Among the issues for state regulators will be an inspection last fall that found the facility in violation of three permit requirements and resulted in an overall score of 62 percent. Problems cited by Sandra Woods of the state Department of Environmental Conservation included flooding, litter, uncovered garbage, and years of delays in sending surface water samples.
“Sludge and municipal waste have piled up in the middle of the landfill and water is running right through the pile of waste. A nearby trail is littered with bear scat that is full of garbage,” Woods wrote Haines Sanitation owner Tom Hall in an inspection report Sept. 7.
Woods wrote that there was no required “working face” in the landfill. “There are piles of composted waste and inert waste scattered everywhere… The site has not been covered to prevent nuisances related to litter or to control vectors. Bears are a significant problem…”
Richard Crosby, who was hired in June as landfill operations manager, was recently fired. Hall this week refused to comment on the termination, but Crosby – who worked three years at Lower 48 landfills – this week described the local operation as undermanned and underfunded.
“There’s no operating capital to run the place. I can’t even repair the garbage truck and that’s their number one source of income,” Crosby said. When dozens of semi trucks full of debris from school demolition showed up at the landfill, he had only a landscaping-scale excavator to move it around.
He eventually got a bulldozer loaned by a local contractor, but Hall hasn’t provided protective suits for handling sewage, and has been slow to fund repairs and other necessities, Crosby said.
Crosby operated the landfill with his son, but at least one more worker is needed for running the garbage truck, operating scales and maintaining fill to state standards, he said. Even more workers are needed for doing things like separating trash, he said.
Crosby used the remains of bales of rotting cardboard to try to keep garbage covered. “The trash has to be covered on a daily basis with six to eight inches of topsoil, which they claim to produce, but they don’t.”
Some landfill equipment intended for use at the site’s composting operation is now off limits for the purpose, reserved for a soil-making operation there, he said. The borough delivers three times more sludge than is needed for feeding the landfill’s composter, raising other regulatory issues on its disposal, he said.
Crosby said his time was consumed keeping operations going and addressing state environmental concerns. “There’s so much more that needs to happen after I’m gone.”
Hall this week wouldn’t discuss Crosby, describing him as disgruntled former employee. “I’m operating within my DEC permit and my DEC guidelines. That’s all I’m going to say.” He said he was content with progress toward goals outlined by the DEC.
Renewal of the landfill permit is not a foregone conclusion, said the DEC’s Woods. “When I review it, I’ll do it with a fine-tooth comb.
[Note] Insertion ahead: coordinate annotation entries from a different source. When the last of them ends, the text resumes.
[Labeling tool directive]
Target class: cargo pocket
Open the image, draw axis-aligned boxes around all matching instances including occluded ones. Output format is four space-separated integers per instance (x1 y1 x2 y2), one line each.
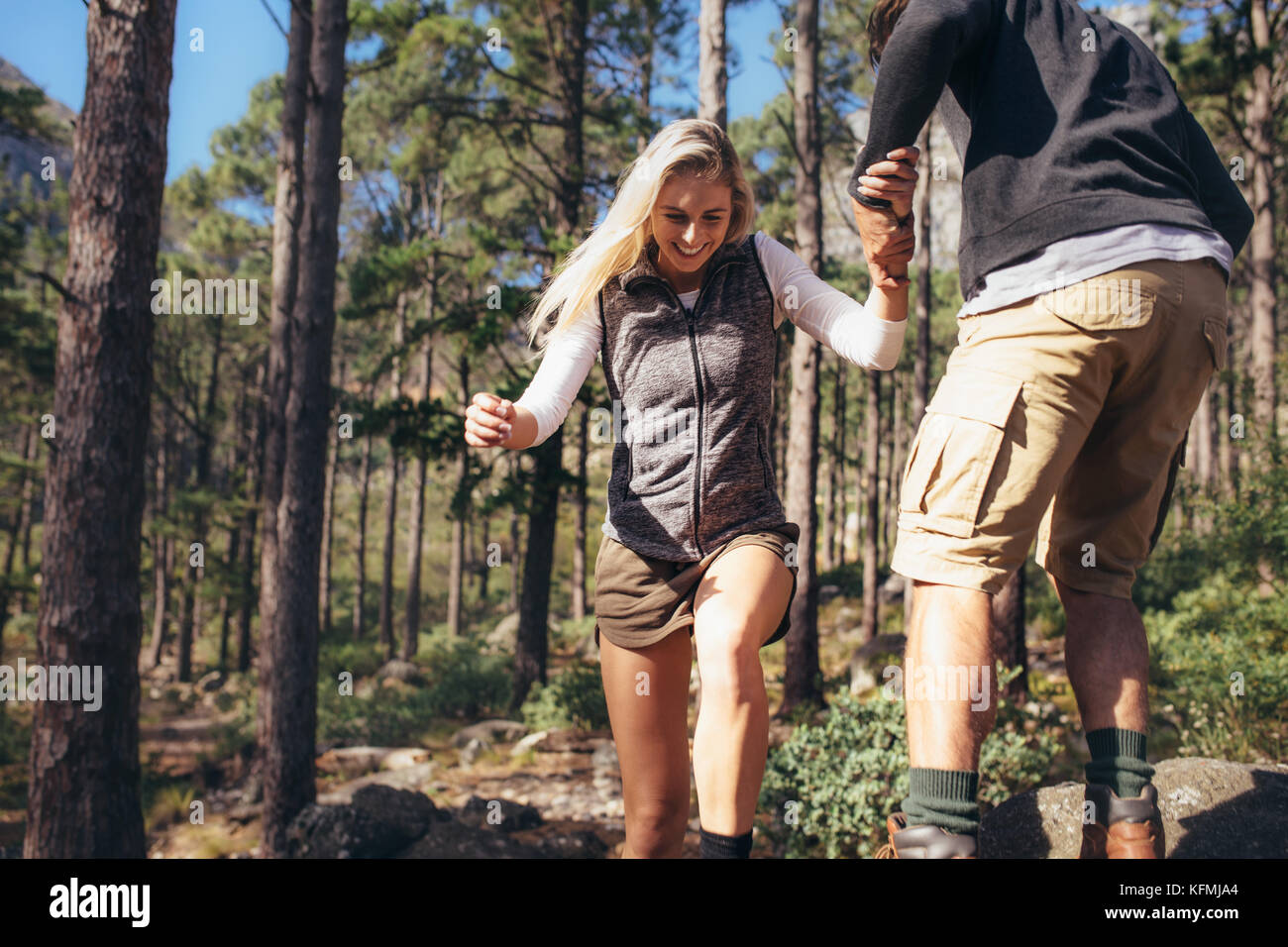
1203 308 1228 371
1037 270 1158 331
899 369 1024 537
756 425 773 489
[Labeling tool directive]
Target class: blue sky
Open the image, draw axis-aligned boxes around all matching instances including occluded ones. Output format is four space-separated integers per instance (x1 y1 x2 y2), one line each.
0 0 782 181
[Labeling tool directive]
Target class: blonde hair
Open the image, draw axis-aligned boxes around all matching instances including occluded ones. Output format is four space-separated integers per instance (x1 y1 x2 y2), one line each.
528 119 756 348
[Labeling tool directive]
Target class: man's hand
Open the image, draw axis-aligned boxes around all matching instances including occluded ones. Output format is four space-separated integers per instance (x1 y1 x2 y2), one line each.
850 197 917 290
850 147 921 290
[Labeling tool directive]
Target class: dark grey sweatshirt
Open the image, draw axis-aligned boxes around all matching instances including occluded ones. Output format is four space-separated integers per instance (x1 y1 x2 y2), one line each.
849 0 1252 299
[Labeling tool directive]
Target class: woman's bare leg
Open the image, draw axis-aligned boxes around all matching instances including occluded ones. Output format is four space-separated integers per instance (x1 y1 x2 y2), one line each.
693 545 793 836
599 629 693 858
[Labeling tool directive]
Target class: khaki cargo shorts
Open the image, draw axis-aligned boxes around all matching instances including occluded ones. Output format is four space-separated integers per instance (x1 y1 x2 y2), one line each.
892 261 1227 598
595 523 800 648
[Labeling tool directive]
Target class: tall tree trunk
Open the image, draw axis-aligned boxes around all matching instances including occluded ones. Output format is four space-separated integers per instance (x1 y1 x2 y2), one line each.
1246 0 1283 445
511 0 590 711
353 428 371 642
988 563 1029 703
177 303 223 683
402 326 434 661
261 0 349 857
638 0 662 152
447 349 471 638
318 361 345 635
380 292 407 660
0 424 36 615
832 359 846 569
255 0 314 767
478 513 492 607
820 357 845 573
237 360 268 674
572 404 590 621
860 371 881 644
510 454 523 614
780 0 823 714
22 0 175 858
698 0 729 128
145 412 171 669
402 178 443 661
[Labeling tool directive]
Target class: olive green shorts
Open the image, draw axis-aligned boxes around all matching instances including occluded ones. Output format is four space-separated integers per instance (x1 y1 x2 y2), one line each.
595 523 800 648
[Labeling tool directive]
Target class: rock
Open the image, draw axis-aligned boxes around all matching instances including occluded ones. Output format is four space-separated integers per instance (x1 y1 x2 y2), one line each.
877 573 909 604
459 796 542 832
317 746 389 777
394 818 541 858
380 746 429 770
980 758 1288 858
510 730 550 756
287 786 438 858
460 737 492 767
228 802 265 824
318 762 439 805
537 727 612 753
452 720 528 746
483 612 559 653
541 828 608 858
376 657 425 684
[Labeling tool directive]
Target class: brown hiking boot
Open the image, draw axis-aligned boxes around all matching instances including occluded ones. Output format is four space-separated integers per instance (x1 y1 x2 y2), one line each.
1078 783 1167 858
875 811 975 858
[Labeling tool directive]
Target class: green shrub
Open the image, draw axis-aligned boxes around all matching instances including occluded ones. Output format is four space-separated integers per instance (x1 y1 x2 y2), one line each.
760 673 1061 858
1145 575 1288 763
523 664 609 730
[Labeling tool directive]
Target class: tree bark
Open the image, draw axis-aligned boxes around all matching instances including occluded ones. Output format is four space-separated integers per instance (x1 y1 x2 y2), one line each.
778 0 823 715
261 0 349 857
698 0 729 128
255 0 313 766
380 292 407 660
859 371 881 646
23 0 175 858
318 361 345 637
572 404 590 621
1246 0 1283 446
447 349 471 638
511 0 590 711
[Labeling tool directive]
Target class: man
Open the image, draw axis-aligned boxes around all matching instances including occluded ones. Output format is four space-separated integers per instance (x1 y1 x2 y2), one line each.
850 0 1252 858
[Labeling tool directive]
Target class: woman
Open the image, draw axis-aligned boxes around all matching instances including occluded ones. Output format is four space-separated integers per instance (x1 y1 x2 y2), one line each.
465 120 917 858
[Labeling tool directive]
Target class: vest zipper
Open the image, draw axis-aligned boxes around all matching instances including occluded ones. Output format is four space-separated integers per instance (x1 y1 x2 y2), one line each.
641 261 733 558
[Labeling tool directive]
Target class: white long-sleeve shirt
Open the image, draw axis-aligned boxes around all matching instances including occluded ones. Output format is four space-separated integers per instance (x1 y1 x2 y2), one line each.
514 232 909 447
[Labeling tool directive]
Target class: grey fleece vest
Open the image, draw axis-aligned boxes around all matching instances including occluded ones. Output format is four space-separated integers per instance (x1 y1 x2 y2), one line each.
599 235 786 562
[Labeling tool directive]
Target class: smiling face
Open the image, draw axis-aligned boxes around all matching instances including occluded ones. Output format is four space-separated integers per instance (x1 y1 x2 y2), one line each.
649 175 733 292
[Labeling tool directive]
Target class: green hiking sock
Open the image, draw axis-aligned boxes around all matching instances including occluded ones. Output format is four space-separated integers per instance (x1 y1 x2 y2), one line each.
903 767 979 835
1086 727 1154 798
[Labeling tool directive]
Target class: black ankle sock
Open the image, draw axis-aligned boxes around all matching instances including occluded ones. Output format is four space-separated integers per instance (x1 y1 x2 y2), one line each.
700 828 751 858
1086 727 1154 798
903 767 979 835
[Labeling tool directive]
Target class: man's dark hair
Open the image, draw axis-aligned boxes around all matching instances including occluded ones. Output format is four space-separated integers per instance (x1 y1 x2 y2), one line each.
868 0 909 67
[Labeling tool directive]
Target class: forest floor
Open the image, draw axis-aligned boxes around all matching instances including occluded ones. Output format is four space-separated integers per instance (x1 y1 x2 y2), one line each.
0 596 1081 858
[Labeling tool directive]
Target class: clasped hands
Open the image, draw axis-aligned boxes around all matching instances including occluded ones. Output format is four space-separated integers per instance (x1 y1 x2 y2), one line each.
850 146 921 290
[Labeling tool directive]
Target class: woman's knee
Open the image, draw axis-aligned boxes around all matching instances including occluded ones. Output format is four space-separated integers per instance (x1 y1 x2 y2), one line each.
698 626 769 703
626 793 690 858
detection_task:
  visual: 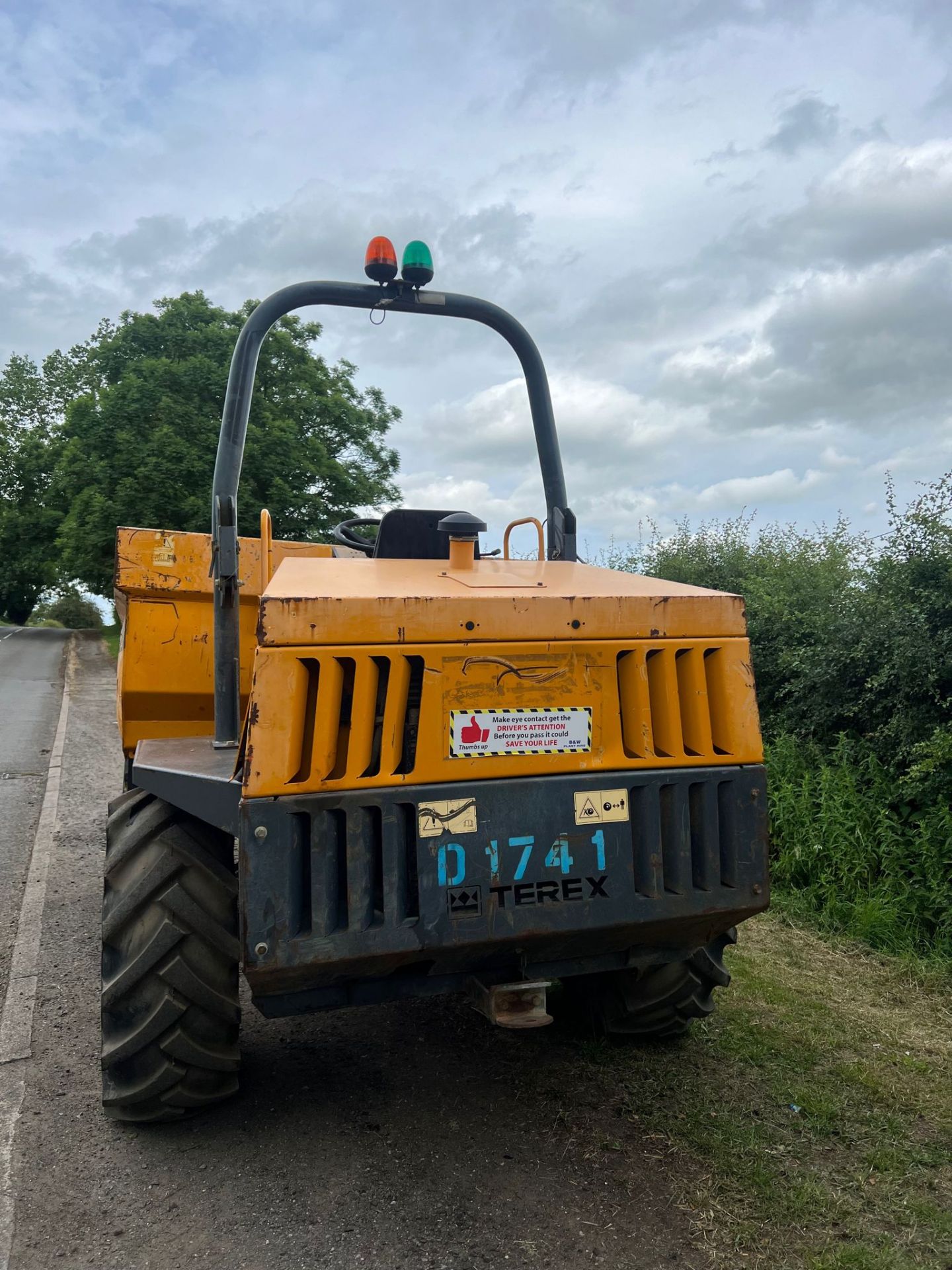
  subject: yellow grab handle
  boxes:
[262,507,274,595]
[502,516,546,560]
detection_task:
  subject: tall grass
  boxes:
[767,736,952,959]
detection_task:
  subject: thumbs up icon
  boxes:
[459,715,489,745]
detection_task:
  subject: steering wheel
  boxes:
[331,516,379,555]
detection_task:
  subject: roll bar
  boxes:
[212,279,575,748]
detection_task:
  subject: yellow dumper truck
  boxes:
[103,239,768,1121]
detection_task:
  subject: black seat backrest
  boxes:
[373,507,480,560]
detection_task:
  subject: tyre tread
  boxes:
[103,790,240,1122]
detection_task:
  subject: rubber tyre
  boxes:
[103,790,240,1121]
[563,927,738,1041]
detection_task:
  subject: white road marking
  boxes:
[0,645,76,1270]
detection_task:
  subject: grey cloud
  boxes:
[500,0,815,89]
[763,97,840,159]
[660,251,952,432]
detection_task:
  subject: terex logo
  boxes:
[489,874,608,908]
[459,715,489,745]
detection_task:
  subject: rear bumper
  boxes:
[239,766,768,1015]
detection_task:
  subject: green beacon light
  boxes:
[400,239,433,287]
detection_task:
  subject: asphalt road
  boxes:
[0,632,708,1270]
[0,626,70,1001]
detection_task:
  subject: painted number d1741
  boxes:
[436,829,606,886]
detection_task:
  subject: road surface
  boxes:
[0,626,70,1001]
[0,631,708,1270]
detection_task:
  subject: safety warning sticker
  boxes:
[416,798,476,838]
[575,790,628,824]
[450,706,592,758]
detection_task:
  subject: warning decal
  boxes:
[450,706,592,758]
[416,798,476,838]
[575,790,628,824]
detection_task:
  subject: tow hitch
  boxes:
[467,979,552,1027]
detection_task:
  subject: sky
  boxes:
[0,0,952,552]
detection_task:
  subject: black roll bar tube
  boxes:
[212,279,576,748]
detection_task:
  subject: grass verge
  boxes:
[582,915,952,1270]
[103,622,122,658]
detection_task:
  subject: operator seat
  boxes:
[373,507,480,560]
We’ll work with them. There’s a possibility they won’t get it, but I won’t know that until I review it.”
She was asked about the landfill’s score of 62 percent of possible points during the fall inspection. “It’s not high by any means, but I’ve seen lower ones. It’s not a pass-fail. What we try to do is work with the managers. If there are issues they can fix, we can make a list of those and include them in the inspection.”
Haines Sanitation sent DEC runoff water samples in October that were within water quality standards, she said. The company is required to send samples twice a year during high and low water periods. Before the October samples, no sampling reports had been sent to the state since 2005, according to Woods.